An intricate and organized pulmonary microvascular circulation is a necessary component of the blood-gas interface in the lung. The pulmonary blood supply develops in close relationship to the airways throughout the stages of lung development [9], and evidence suggests that the airways provide a template for the development of the pulmonary arteries and veins. In the early stages of lung development, pulmonary vascular development appears to occur primarily via vasculogenesis, the de novo formation of vessels from the differentiation of primitive angioblasts and hemangioblasts [14,15]. Capillary endothelial cells deriving from these progenitor cells form tubules in the mesenchyme surrounding the branching airways, coalescing to form the peripheral pulmonary arteries and veins alongside the airways [9]. Beginning with the canalicular stage, angiogenesis appears to be the primary mode of further pulmonary vascular growth, with new capillaries arising from the proliferation of endothelial cells within existing capillaries rather than originating de novo from the mesenchyme. By the end of the saccular stage, the primary septae contain a double capillary layer, which extends into the secondary septae during the formation of the alveoli. At the end of the alveolar stage, a period of microvascular maturation begins, where the double capillary layer contained within the immature alveolar septa fuses to form a single pulmonary capillary [16].

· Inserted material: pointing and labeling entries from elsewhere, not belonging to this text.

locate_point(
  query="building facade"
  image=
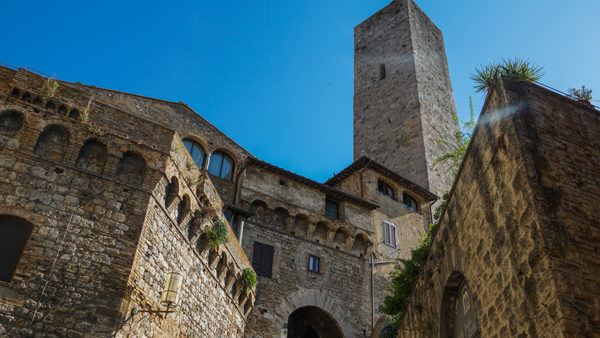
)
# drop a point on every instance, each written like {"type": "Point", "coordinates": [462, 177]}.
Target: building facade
{"type": "Point", "coordinates": [106, 195]}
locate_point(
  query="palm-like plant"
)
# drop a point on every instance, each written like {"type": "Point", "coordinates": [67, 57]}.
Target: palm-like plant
{"type": "Point", "coordinates": [515, 68]}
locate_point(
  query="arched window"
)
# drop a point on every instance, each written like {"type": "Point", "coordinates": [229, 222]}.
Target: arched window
{"type": "Point", "coordinates": [14, 233]}
{"type": "Point", "coordinates": [410, 202]}
{"type": "Point", "coordinates": [52, 143]}
{"type": "Point", "coordinates": [196, 151]}
{"type": "Point", "coordinates": [221, 165]}
{"type": "Point", "coordinates": [386, 189]}
{"type": "Point", "coordinates": [11, 122]}
{"type": "Point", "coordinates": [92, 157]}
{"type": "Point", "coordinates": [132, 168]}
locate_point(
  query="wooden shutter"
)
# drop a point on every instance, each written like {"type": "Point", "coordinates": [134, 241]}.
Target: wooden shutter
{"type": "Point", "coordinates": [262, 259]}
{"type": "Point", "coordinates": [386, 233]}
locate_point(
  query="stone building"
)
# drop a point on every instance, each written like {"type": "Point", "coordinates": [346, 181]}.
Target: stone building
{"type": "Point", "coordinates": [104, 193]}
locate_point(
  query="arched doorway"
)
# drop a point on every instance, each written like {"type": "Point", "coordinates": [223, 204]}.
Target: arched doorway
{"type": "Point", "coordinates": [312, 322]}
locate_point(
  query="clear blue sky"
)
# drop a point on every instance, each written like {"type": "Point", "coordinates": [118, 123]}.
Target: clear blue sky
{"type": "Point", "coordinates": [277, 75]}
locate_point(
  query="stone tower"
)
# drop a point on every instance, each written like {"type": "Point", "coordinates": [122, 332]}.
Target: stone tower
{"type": "Point", "coordinates": [403, 101]}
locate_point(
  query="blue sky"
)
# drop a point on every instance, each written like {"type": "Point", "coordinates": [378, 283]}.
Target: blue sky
{"type": "Point", "coordinates": [277, 76]}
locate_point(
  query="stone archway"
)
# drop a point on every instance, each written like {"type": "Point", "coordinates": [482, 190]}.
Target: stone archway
{"type": "Point", "coordinates": [315, 305]}
{"type": "Point", "coordinates": [312, 322]}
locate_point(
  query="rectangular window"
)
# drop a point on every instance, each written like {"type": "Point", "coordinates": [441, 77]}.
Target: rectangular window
{"type": "Point", "coordinates": [389, 234]}
{"type": "Point", "coordinates": [314, 264]}
{"type": "Point", "coordinates": [262, 259]}
{"type": "Point", "coordinates": [332, 209]}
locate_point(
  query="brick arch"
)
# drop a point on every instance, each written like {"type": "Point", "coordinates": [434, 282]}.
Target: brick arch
{"type": "Point", "coordinates": [311, 298]}
{"type": "Point", "coordinates": [456, 285]}
{"type": "Point", "coordinates": [53, 142]}
{"type": "Point", "coordinates": [11, 122]}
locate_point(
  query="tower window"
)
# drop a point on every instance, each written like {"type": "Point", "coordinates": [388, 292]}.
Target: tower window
{"type": "Point", "coordinates": [386, 189]}
{"type": "Point", "coordinates": [221, 165]}
{"type": "Point", "coordinates": [410, 202]}
{"type": "Point", "coordinates": [382, 71]}
{"type": "Point", "coordinates": [262, 259]}
{"type": "Point", "coordinates": [196, 151]}
{"type": "Point", "coordinates": [314, 264]}
{"type": "Point", "coordinates": [389, 234]}
{"type": "Point", "coordinates": [332, 209]}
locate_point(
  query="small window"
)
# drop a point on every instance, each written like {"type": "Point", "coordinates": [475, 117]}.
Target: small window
{"type": "Point", "coordinates": [229, 215]}
{"type": "Point", "coordinates": [221, 165]}
{"type": "Point", "coordinates": [196, 151]}
{"type": "Point", "coordinates": [314, 264]}
{"type": "Point", "coordinates": [410, 202]}
{"type": "Point", "coordinates": [332, 209]}
{"type": "Point", "coordinates": [386, 189]}
{"type": "Point", "coordinates": [389, 234]}
{"type": "Point", "coordinates": [262, 259]}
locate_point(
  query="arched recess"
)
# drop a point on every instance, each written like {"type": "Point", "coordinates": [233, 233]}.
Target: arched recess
{"type": "Point", "coordinates": [11, 121]}
{"type": "Point", "coordinates": [361, 245]}
{"type": "Point", "coordinates": [340, 238]}
{"type": "Point", "coordinates": [315, 300]}
{"type": "Point", "coordinates": [260, 210]}
{"type": "Point", "coordinates": [171, 191]}
{"type": "Point", "coordinates": [321, 232]}
{"type": "Point", "coordinates": [132, 168]}
{"type": "Point", "coordinates": [52, 143]}
{"type": "Point", "coordinates": [301, 223]}
{"type": "Point", "coordinates": [281, 217]}
{"type": "Point", "coordinates": [14, 233]}
{"type": "Point", "coordinates": [458, 313]}
{"type": "Point", "coordinates": [92, 157]}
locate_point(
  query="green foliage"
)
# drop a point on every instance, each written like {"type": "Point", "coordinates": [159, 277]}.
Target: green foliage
{"type": "Point", "coordinates": [217, 234]}
{"type": "Point", "coordinates": [581, 94]}
{"type": "Point", "coordinates": [404, 278]}
{"type": "Point", "coordinates": [515, 68]}
{"type": "Point", "coordinates": [461, 138]}
{"type": "Point", "coordinates": [249, 278]}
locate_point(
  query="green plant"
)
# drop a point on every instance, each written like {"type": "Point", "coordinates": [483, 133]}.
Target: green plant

The process of secondary septation is a complex, integrated series of events involving paracrine signaling between multiple cell types within the lung including fibroblasts, epithelial cells, and endothelial cells. Myofibroblasts, located at the tips of the new secondary crests secrete elastin and growth factors that promote the proliferation, migration and differentiation of epithelial cells. Extensive proliferation of alveolar type II cells provides a source of progenitor cells for the type I alveolar epithelial cells that line the alveolar walls, and ensures adequate surfactant production after birth [17]. Alveolar epithelial cells, in turn, promote the development of the pulmonary capillary bed by the paracrine secretion of factors that stimulate pulmonary endothelial cells including, vascular endothelial growth factor (VEGF). Each step in this intricate process is required for normal alveolarization, and disruption of signaling from any one cell type is often sufficient to disrupt the process as a whole.

Bronchopulmonary Dysplasia: A Disease of Disrupted Lung Development

The term bronchopulmonary dysplasia (BPD) was first used in 1967 to describe the chronic lung disease associated with preterm birth and neonatal respiratory distress that, at the time, was called hyaline membrane disease [7]. This form of BPD was associated with positive-pressure ventilation and prolonged oxygen therapy, and characterized by evidence of severe lung injury including inflammation, protein-rich edema, airway epithelial metaplasia, peribronchial fibrosis, and marked airway and pulmonary vascular smooth muscle hypertrophy [18,19]. The cohort described by Northway was born at a mean gestational age (GA) of 32 weeks (corresponding to the late saccular stage of lung development).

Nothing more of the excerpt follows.